Dès lors, l’emprunteur est tenu de restituer le capital prêté, moins les sommes qu’il a déjà versées. LA SA BNP PARIBAS PERSONAL FINANCE ne justifie pas d’une demande de dommages et intérêts correspondant aux intérêts et frais prévus dans le contrat.
Au regard de l’historique du prêt, il y a lieu de faire droit à la demande en paiement de la BANQUE à hauteur de la somme de 10.805,65 euros au titre du capital restant dû (12.000 – 1.194,35 euros de règlements déjà effectués).
En ce qui concerne la clause pénale, la clause pénale de 8% du capital dû à la date de la défaillance contenue au contrat de prêt est manifestement excessive compte tenu du préjudice réellement subi par la banque, qui percevra des dommages et intérêts moratoires consistant en des intérêts au taux légal. Elle sera donc réduite à la somme de 100 euros.
Sur les intérêts
En application de l’article 1231-7 du code civil, les intérêts au taux légal porteront sur le capital restant dû, à compter de la signification de la présente décision.
Sur les demandes accessoires
Le défendeur, qui succombe, supportera les dépens, en application de l’article 696 du code de procédure civile.

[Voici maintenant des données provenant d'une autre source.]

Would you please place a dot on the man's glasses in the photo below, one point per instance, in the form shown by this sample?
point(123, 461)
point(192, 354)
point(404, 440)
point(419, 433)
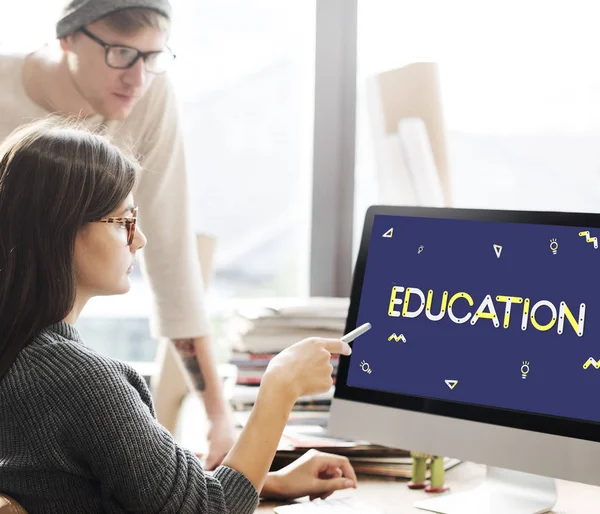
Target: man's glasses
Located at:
point(123, 57)
point(129, 222)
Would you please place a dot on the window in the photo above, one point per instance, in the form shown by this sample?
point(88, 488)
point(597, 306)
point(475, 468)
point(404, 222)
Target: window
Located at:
point(520, 95)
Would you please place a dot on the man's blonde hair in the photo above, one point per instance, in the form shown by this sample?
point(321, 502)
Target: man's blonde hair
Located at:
point(128, 21)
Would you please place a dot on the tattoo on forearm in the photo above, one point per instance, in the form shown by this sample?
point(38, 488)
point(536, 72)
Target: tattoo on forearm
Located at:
point(187, 352)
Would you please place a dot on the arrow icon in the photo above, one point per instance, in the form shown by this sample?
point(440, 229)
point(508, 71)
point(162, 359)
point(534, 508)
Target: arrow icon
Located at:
point(451, 383)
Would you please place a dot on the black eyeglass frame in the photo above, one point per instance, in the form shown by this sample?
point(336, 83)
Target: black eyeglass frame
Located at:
point(143, 55)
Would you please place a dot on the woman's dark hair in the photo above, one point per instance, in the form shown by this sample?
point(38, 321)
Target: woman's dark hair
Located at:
point(54, 179)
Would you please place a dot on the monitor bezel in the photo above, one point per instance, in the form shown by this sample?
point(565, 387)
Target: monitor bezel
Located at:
point(567, 427)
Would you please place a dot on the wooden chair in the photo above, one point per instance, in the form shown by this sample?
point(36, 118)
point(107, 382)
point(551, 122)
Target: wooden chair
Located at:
point(10, 506)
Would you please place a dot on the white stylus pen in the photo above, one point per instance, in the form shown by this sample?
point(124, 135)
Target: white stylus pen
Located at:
point(358, 331)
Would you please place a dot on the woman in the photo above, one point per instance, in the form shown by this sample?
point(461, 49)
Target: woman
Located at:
point(77, 429)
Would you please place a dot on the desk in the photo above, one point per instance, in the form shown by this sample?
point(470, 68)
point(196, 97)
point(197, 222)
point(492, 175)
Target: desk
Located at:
point(393, 497)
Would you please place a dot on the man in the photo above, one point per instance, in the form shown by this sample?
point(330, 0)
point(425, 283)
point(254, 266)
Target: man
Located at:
point(108, 70)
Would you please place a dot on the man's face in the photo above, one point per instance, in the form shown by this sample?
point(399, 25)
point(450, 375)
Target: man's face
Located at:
point(111, 92)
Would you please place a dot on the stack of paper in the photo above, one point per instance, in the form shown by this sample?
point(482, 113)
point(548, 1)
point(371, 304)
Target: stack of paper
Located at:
point(268, 328)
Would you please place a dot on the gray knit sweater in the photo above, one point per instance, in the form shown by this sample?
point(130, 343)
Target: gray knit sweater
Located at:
point(78, 435)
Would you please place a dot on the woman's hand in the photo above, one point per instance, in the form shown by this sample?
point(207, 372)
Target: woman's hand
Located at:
point(315, 474)
point(221, 438)
point(305, 367)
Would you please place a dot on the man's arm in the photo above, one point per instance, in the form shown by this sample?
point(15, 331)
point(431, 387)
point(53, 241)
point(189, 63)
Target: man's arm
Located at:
point(199, 362)
point(171, 258)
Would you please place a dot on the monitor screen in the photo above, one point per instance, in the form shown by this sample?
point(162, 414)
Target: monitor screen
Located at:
point(501, 314)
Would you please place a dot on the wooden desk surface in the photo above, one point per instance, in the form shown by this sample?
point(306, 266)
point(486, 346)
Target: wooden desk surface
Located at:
point(393, 497)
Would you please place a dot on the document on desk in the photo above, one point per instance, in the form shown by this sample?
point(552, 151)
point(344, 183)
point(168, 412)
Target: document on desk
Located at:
point(347, 505)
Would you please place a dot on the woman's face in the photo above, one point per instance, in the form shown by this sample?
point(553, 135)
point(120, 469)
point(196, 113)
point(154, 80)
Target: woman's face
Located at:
point(103, 259)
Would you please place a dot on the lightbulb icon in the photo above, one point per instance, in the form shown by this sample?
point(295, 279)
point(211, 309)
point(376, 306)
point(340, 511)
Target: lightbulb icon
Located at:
point(524, 369)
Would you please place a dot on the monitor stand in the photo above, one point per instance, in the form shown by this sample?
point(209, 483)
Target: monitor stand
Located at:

Il serait inéquitable de laisser à la charge de LA SA BNP PARIBAS PERSONAL FINANCE les frais exposés par elle dans la présente instance et non compris dans les dépens. La somme de 100 euros lui sera donc allouée au titre de l’article 700 du code de procédure civile.
La présente décision est exécutoire à titre provisoire, conformément à l’article 514 du code de procédure civile.
PAR CES MOTIFS,
Le juge des contentieux de la protection, statuant publiquement, après débats en audience publique, par jugement mis à disposition au greffe réputé contradictoire et en premier ressort,
DÉBOUTE LA SA BNP PARIBAS PERSONAL FINANCE de ses demandes au titre de la déchéance du terme du contrat ;
PRONONCE la résolution judiciaire du prêt personnel du prêt personnel accordé par LA SA BNP PARIBAS PERSONAL FINANCE à Monsieur [T] [V] aux torts de l’emprunteur ;
CONDAMNE Monsieur [T] [V] à verser à LA SA BNP PARIBAS PERSONAL FINANCE la somme de 10.805,65 euros au titre du capital restant dû avec intérêts au taux légal à compter de la signification du présent jugement ;
CONDAMNE Monsieur [T] [V] à verser à LA SA BNP PARIBAS PERSONAL FINANCE la somme de 100 euros au titre de la clause pénale avec intérêts au taux légal à compter de la signification du présent jugement ;
CONDAMNE Monsieur [T] [V] à verser à LA SA BNP PARIBAS PERSONAL FINANCE la somme de 100 euros au titre de l’article 700 du code de procédure civile ;
CONDAMNE Monsieur [T] [V] aux dépens ;
REJETTE le surplus des demandes ;
RAPPELLE que le présent jugement est exécutoire de plein droit à titre provisoire.
Ainsi jugé et prononcé par mise à disposition les jour, mois et an susdits par le Juge des contentieux de la protection et le Greffier susnommés.